It may be noted that persistence of DNAm signals from birth to childhood is not necessarily needed for differential methylation to have an effect. Differential methylation at birth, which affects developmental programmes at a critical period, may have long-lasting effects, even if the differential methylation does not persist into early childhood.

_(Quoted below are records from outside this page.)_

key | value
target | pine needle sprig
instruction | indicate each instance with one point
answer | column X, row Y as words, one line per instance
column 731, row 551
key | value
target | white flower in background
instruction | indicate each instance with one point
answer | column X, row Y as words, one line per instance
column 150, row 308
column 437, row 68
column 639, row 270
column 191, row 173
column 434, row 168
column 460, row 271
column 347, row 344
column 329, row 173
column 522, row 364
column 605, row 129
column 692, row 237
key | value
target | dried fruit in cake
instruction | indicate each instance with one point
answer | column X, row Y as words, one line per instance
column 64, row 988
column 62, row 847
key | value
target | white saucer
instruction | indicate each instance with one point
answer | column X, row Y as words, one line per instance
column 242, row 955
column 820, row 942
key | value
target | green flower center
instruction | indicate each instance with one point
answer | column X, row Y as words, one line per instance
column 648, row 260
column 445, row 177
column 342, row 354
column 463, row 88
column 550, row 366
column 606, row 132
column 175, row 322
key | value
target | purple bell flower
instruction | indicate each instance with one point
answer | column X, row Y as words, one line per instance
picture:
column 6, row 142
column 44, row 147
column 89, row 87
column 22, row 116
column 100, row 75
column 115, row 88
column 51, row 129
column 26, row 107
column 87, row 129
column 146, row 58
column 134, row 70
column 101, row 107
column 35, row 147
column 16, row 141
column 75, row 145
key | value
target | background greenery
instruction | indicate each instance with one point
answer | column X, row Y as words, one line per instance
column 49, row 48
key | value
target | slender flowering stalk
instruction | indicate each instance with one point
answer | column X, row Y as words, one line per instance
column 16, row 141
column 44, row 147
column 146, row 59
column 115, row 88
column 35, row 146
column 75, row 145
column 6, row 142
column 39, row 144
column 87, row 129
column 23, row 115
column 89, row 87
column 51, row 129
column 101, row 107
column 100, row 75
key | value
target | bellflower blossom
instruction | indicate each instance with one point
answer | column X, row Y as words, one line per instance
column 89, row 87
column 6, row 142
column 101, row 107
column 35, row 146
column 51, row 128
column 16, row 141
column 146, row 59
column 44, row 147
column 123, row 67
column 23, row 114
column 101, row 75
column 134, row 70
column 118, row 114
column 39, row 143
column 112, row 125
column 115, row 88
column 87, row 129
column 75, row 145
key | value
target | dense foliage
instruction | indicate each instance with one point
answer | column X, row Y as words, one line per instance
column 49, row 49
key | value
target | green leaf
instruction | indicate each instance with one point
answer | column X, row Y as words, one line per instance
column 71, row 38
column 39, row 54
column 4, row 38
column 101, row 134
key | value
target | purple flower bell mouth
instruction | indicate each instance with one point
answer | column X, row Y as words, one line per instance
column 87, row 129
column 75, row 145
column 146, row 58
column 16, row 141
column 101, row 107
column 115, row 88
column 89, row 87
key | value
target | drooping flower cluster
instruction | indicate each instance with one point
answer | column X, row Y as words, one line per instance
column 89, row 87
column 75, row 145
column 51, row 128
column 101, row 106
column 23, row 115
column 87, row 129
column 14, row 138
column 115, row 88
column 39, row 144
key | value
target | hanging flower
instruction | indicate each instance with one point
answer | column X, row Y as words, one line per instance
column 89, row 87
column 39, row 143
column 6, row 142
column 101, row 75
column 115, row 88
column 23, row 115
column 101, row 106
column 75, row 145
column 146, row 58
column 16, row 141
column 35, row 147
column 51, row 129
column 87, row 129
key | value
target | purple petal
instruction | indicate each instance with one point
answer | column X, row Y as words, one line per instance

The season-related DNAm signals (CpGs and DMRs) identified in the primary and latitude analyses were non-overlapping. The primary analysis investigated the seasonal variations disregarding the information on the latitude of birth of the children. The results make use of the distribution of methylation signals across the seasons only. In contrast, the latitude analysis is a stratified analysis which examines the above seasonal variations in two separate latitude regions (lower and higher latitudes in the northern hemisphere). The results of such an analysis look for differences in the distribution of methylation signals across the seasons in two separate latitude subgroups which are likely to be different from that of the primary analysis. However, the DMR mapped to HTR2A was present both in the winter- and spring-born children of the preliminary childhood analysis as well as the winter-born children of the higher latitude childhood analysis. Alternatively, the non-overlapping methylation signals observed in the latitude subgroups, despite smaller sample sizes and stringent FDR cut offs, are likely to be the enriched latitude-specific signals which were not visible in the primary analysis.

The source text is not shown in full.